As we ride off to get groceries, we see five other touring cyclists ahead of us. They don't see us. As we pull off on our bicycles at the grocery store they continue.

I stay with our touring bikes and gear while Sharon goes in to the store. She is in there for so long I begin to suspect that they kidnapped her. It gets dark. Still no Sharon.

Tomorrow is another holiday: Immaculate Conception, so we have to stock up on food. When the holidays in Spain fall close to a weekend, people take the days off in between too. They call it punta -- a bridge.

Sharon finally staggers out of the grocery store weighted down by immense sacks of groceries. We load them into our touring bike's panniers, and cycle off down a busy darkened street.

At a corner, a group of five young boys on bikes spot us. They yell and ask where we're from. The exotic answer of "Canada" incites them to riot. As we struggle to climb the cobblestones, we are surrounded by the pack of little street urchins and a pack of dogs, yelping and barking.
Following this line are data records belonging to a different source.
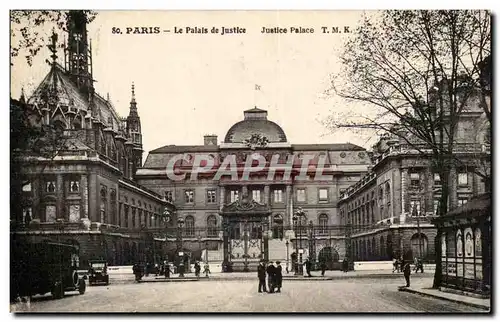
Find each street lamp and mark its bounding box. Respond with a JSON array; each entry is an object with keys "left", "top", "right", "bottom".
[
  {"left": 292, "top": 207, "right": 305, "bottom": 275},
  {"left": 177, "top": 218, "right": 184, "bottom": 277}
]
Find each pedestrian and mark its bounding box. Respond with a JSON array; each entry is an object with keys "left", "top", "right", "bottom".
[
  {"left": 274, "top": 261, "right": 283, "bottom": 293},
  {"left": 266, "top": 262, "right": 275, "bottom": 293},
  {"left": 257, "top": 261, "right": 267, "bottom": 293},
  {"left": 306, "top": 258, "right": 312, "bottom": 277},
  {"left": 194, "top": 262, "right": 201, "bottom": 277},
  {"left": 403, "top": 262, "right": 411, "bottom": 287}
]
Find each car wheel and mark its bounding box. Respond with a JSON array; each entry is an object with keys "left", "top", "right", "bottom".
[
  {"left": 78, "top": 279, "right": 87, "bottom": 295},
  {"left": 52, "top": 281, "right": 64, "bottom": 299}
]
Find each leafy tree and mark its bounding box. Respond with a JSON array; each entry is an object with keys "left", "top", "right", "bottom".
[
  {"left": 10, "top": 10, "right": 97, "bottom": 66},
  {"left": 327, "top": 10, "right": 491, "bottom": 286}
]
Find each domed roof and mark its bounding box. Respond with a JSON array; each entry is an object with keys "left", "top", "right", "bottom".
[{"left": 224, "top": 107, "right": 286, "bottom": 143}]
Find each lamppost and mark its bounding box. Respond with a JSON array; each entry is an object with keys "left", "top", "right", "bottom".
[
  {"left": 292, "top": 207, "right": 305, "bottom": 275},
  {"left": 307, "top": 220, "right": 316, "bottom": 265},
  {"left": 177, "top": 218, "right": 184, "bottom": 277},
  {"left": 243, "top": 219, "right": 248, "bottom": 272}
]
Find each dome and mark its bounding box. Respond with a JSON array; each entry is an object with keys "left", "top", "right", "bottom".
[{"left": 224, "top": 107, "right": 286, "bottom": 143}]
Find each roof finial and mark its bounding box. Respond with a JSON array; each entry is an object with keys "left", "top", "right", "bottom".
[
  {"left": 19, "top": 87, "right": 26, "bottom": 103},
  {"left": 47, "top": 28, "right": 57, "bottom": 64},
  {"left": 131, "top": 82, "right": 135, "bottom": 103}
]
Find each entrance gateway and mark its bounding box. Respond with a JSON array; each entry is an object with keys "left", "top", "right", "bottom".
[{"left": 221, "top": 194, "right": 271, "bottom": 272}]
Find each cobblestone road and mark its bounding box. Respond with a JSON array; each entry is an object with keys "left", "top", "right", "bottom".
[{"left": 16, "top": 278, "right": 488, "bottom": 312}]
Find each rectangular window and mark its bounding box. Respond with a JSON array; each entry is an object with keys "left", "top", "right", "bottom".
[
  {"left": 231, "top": 190, "right": 240, "bottom": 202},
  {"left": 319, "top": 188, "right": 328, "bottom": 201},
  {"left": 274, "top": 189, "right": 283, "bottom": 202},
  {"left": 410, "top": 200, "right": 422, "bottom": 217},
  {"left": 165, "top": 190, "right": 174, "bottom": 202},
  {"left": 458, "top": 198, "right": 468, "bottom": 207},
  {"left": 297, "top": 189, "right": 306, "bottom": 202},
  {"left": 184, "top": 190, "right": 194, "bottom": 203},
  {"left": 434, "top": 199, "right": 439, "bottom": 216},
  {"left": 434, "top": 173, "right": 441, "bottom": 186},
  {"left": 252, "top": 190, "right": 260, "bottom": 203},
  {"left": 207, "top": 189, "right": 217, "bottom": 203},
  {"left": 69, "top": 181, "right": 80, "bottom": 192},
  {"left": 458, "top": 172, "right": 468, "bottom": 186},
  {"left": 410, "top": 172, "right": 420, "bottom": 187},
  {"left": 23, "top": 182, "right": 31, "bottom": 192},
  {"left": 45, "top": 181, "right": 56, "bottom": 193}
]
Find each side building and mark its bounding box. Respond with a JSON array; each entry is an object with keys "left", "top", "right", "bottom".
[
  {"left": 11, "top": 11, "right": 174, "bottom": 267},
  {"left": 339, "top": 87, "right": 491, "bottom": 262}
]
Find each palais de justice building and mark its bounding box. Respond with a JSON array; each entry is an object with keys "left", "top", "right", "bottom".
[{"left": 135, "top": 107, "right": 370, "bottom": 271}]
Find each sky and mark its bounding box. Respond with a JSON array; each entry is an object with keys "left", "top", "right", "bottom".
[{"left": 11, "top": 10, "right": 373, "bottom": 152}]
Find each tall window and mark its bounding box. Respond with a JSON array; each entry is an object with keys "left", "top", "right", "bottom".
[
  {"left": 184, "top": 216, "right": 194, "bottom": 237},
  {"left": 458, "top": 197, "right": 468, "bottom": 207},
  {"left": 434, "top": 173, "right": 441, "bottom": 186},
  {"left": 458, "top": 172, "right": 468, "bottom": 186},
  {"left": 165, "top": 190, "right": 174, "bottom": 202},
  {"left": 184, "top": 190, "right": 194, "bottom": 203},
  {"left": 45, "top": 181, "right": 56, "bottom": 192},
  {"left": 252, "top": 190, "right": 260, "bottom": 202},
  {"left": 319, "top": 188, "right": 328, "bottom": 202},
  {"left": 318, "top": 214, "right": 328, "bottom": 235},
  {"left": 207, "top": 215, "right": 217, "bottom": 237},
  {"left": 207, "top": 189, "right": 217, "bottom": 203},
  {"left": 231, "top": 190, "right": 240, "bottom": 202},
  {"left": 273, "top": 215, "right": 283, "bottom": 239},
  {"left": 410, "top": 171, "right": 420, "bottom": 188},
  {"left": 274, "top": 189, "right": 283, "bottom": 202},
  {"left": 297, "top": 189, "right": 306, "bottom": 202},
  {"left": 410, "top": 200, "right": 422, "bottom": 216}
]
We have only succeeded in cycling a few feet when I hear someone yelling from the sidewalk. I hope it is someone yelling at the kids to leave us alone. The yelling persists, and I think I hear my name, which is absolute craziness I figure. I stop to check to see if someone is trying to tell me something has fallen off of my bike. As I pull my fully loaded touring bicycle to a stop, Nigel comes running over. "You silly buggers!" he shouts. Rae is close behind.

"Where are the other two?" he asks, expecting to see Vicky and Susan. He has concocted a wild story about Rae and Nigel having come from Australia to do an interview on our trip. For the "inconvenience," they will put us up in a 5-star accommodation for the next few days. I tell him Vicky would have bought it hook, line and sinker. Even sounds pretty good to me right about now.
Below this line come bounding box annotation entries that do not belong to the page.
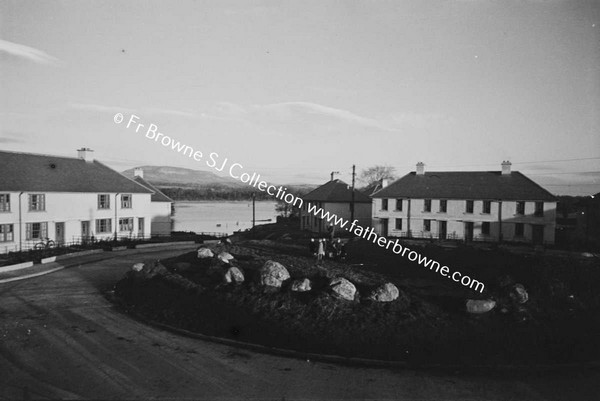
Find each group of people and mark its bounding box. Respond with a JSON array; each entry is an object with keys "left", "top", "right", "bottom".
[{"left": 309, "top": 238, "right": 346, "bottom": 263}]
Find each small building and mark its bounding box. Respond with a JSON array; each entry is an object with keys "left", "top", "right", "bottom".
[
  {"left": 372, "top": 162, "right": 557, "bottom": 244},
  {"left": 300, "top": 179, "right": 371, "bottom": 233},
  {"left": 0, "top": 148, "right": 153, "bottom": 253},
  {"left": 133, "top": 168, "right": 174, "bottom": 236}
]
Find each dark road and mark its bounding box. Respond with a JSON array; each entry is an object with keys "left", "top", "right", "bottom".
[{"left": 0, "top": 245, "right": 600, "bottom": 400}]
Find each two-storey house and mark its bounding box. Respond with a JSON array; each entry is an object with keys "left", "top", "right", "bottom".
[
  {"left": 0, "top": 149, "right": 153, "bottom": 252},
  {"left": 300, "top": 179, "right": 371, "bottom": 233},
  {"left": 372, "top": 162, "right": 557, "bottom": 244}
]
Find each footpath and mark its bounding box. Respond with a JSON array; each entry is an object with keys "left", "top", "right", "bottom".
[{"left": 0, "top": 241, "right": 198, "bottom": 284}]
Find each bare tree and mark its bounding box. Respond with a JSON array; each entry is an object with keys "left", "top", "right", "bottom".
[{"left": 359, "top": 166, "right": 396, "bottom": 186}]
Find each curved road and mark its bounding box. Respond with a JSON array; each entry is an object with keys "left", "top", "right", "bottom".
[{"left": 0, "top": 245, "right": 600, "bottom": 400}]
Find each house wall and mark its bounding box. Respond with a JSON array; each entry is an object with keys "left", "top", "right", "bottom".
[
  {"left": 150, "top": 202, "right": 172, "bottom": 235},
  {"left": 300, "top": 202, "right": 372, "bottom": 233},
  {"left": 372, "top": 198, "right": 556, "bottom": 244},
  {"left": 0, "top": 192, "right": 155, "bottom": 252}
]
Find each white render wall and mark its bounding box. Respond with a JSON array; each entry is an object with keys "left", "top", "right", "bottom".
[
  {"left": 0, "top": 192, "right": 157, "bottom": 252},
  {"left": 372, "top": 198, "right": 556, "bottom": 244}
]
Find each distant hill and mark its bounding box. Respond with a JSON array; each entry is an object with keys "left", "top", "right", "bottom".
[{"left": 122, "top": 166, "right": 247, "bottom": 189}]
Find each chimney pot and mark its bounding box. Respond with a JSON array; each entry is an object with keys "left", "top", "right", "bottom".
[
  {"left": 77, "top": 147, "right": 94, "bottom": 163},
  {"left": 417, "top": 162, "right": 425, "bottom": 175},
  {"left": 133, "top": 167, "right": 144, "bottom": 178}
]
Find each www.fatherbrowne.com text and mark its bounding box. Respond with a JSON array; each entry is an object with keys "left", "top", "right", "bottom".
[{"left": 113, "top": 113, "right": 485, "bottom": 293}]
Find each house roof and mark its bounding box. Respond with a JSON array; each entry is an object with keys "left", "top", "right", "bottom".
[
  {"left": 302, "top": 180, "right": 371, "bottom": 203},
  {"left": 0, "top": 151, "right": 152, "bottom": 193},
  {"left": 373, "top": 171, "right": 556, "bottom": 202},
  {"left": 133, "top": 176, "right": 173, "bottom": 202}
]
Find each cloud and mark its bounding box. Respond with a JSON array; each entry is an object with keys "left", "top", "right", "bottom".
[
  {"left": 0, "top": 39, "right": 61, "bottom": 65},
  {"left": 253, "top": 102, "right": 397, "bottom": 131}
]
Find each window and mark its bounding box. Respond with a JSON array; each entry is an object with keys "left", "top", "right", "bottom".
[
  {"left": 121, "top": 194, "right": 131, "bottom": 209},
  {"left": 396, "top": 219, "right": 402, "bottom": 231},
  {"left": 96, "top": 219, "right": 112, "bottom": 234},
  {"left": 0, "top": 224, "right": 13, "bottom": 242},
  {"left": 465, "top": 200, "right": 474, "bottom": 213},
  {"left": 440, "top": 199, "right": 448, "bottom": 213},
  {"left": 396, "top": 199, "right": 402, "bottom": 212},
  {"left": 119, "top": 217, "right": 133, "bottom": 231},
  {"left": 98, "top": 194, "right": 110, "bottom": 209},
  {"left": 0, "top": 194, "right": 10, "bottom": 212},
  {"left": 25, "top": 222, "right": 48, "bottom": 240},
  {"left": 483, "top": 201, "right": 492, "bottom": 214},
  {"left": 29, "top": 194, "right": 46, "bottom": 212},
  {"left": 423, "top": 199, "right": 431, "bottom": 212},
  {"left": 381, "top": 199, "right": 388, "bottom": 210},
  {"left": 515, "top": 223, "right": 525, "bottom": 237}
]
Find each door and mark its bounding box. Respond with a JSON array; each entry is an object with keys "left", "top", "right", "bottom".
[
  {"left": 81, "top": 221, "right": 91, "bottom": 242},
  {"left": 54, "top": 223, "right": 65, "bottom": 245},
  {"left": 381, "top": 219, "right": 390, "bottom": 237},
  {"left": 438, "top": 221, "right": 448, "bottom": 239},
  {"left": 531, "top": 224, "right": 544, "bottom": 245},
  {"left": 138, "top": 217, "right": 144, "bottom": 238},
  {"left": 465, "top": 221, "right": 474, "bottom": 241}
]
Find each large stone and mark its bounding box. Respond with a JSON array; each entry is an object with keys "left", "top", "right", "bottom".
[
  {"left": 467, "top": 299, "right": 496, "bottom": 314},
  {"left": 131, "top": 262, "right": 144, "bottom": 272},
  {"left": 173, "top": 262, "right": 192, "bottom": 272},
  {"left": 292, "top": 278, "right": 312, "bottom": 292},
  {"left": 329, "top": 277, "right": 356, "bottom": 301},
  {"left": 223, "top": 266, "right": 244, "bottom": 284},
  {"left": 259, "top": 260, "right": 290, "bottom": 287},
  {"left": 217, "top": 252, "right": 235, "bottom": 263},
  {"left": 510, "top": 284, "right": 529, "bottom": 304},
  {"left": 368, "top": 283, "right": 400, "bottom": 302},
  {"left": 198, "top": 248, "right": 215, "bottom": 259}
]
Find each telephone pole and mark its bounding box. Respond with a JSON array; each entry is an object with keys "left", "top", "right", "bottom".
[{"left": 350, "top": 164, "right": 356, "bottom": 221}]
Nigel and Rae tell us they have found a great spot to free camp. It is dark. Sounds like a good idea to me right about now.
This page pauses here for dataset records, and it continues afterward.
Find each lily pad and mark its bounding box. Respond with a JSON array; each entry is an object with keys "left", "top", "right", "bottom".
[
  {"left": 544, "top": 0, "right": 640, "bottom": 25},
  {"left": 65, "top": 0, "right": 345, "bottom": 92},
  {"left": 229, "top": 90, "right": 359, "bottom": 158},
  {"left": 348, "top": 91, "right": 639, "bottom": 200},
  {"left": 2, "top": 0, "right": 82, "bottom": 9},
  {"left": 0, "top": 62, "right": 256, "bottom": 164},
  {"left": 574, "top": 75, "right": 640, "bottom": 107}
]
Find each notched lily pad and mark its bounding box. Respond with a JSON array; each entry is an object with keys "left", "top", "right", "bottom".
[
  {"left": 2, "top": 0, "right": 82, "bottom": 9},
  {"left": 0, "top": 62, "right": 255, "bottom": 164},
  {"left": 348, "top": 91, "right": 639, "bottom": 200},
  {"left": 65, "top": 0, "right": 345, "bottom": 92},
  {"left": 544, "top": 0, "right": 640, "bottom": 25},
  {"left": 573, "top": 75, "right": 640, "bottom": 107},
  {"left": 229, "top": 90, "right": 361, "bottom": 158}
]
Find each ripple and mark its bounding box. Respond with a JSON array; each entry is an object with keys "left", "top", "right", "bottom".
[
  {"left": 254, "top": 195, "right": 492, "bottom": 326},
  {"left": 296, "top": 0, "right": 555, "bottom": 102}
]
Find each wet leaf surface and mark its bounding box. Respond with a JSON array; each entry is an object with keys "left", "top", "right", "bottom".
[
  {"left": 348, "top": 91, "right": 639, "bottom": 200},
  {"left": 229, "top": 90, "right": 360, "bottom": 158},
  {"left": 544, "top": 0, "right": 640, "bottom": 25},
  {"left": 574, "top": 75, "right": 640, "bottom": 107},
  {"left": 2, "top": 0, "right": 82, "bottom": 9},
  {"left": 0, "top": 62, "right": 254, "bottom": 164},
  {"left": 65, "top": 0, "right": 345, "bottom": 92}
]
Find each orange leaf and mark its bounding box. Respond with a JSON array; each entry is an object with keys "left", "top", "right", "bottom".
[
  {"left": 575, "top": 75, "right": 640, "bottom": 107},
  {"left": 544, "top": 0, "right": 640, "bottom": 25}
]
We end cycling along behind them, following them to a deserted old highway on the edge of town. We set up our tent beside some garbage and some burned out cars in between two trees in front of the motor home. It is one of the less scenic spots we have ever free camped. But at least it serves to make us more grateful to the spots we usually choose.

After setting up our two-person bicycle touring tent, Nigel and Rae invite us into their motor home. They fill us in on where they have been the past two weeks. "Magic" scenery in Portugal the day they left us, they say. They said Lisbon was scary -- they saw the slums, too. Rae said it cost her $4 for a cup of ordinary coffee in Sintra, or 400 scuds, as Nigel has come to term Portugal's escudos. He calls Spain's peseta, poots. And the French francs are FRANK, since that was what they used to call their dog in Australia.
Inside their motor home they make salad. We use their stove to make a pot of spaghetti. For some reason the hot water is on the fritz until we leave. "The Canadians broke it," Nigel says.

After we exit the motor home, the hot water inexplicably begins working again. Nigel draws a bucket of hot water and hands it out the door to us so we can wipe up. "As long as you don't wash your genitals in it," he says. He's quite the rude boy. But he's pretty funny. Then, reconsidering, he says, "Oh, go ahead."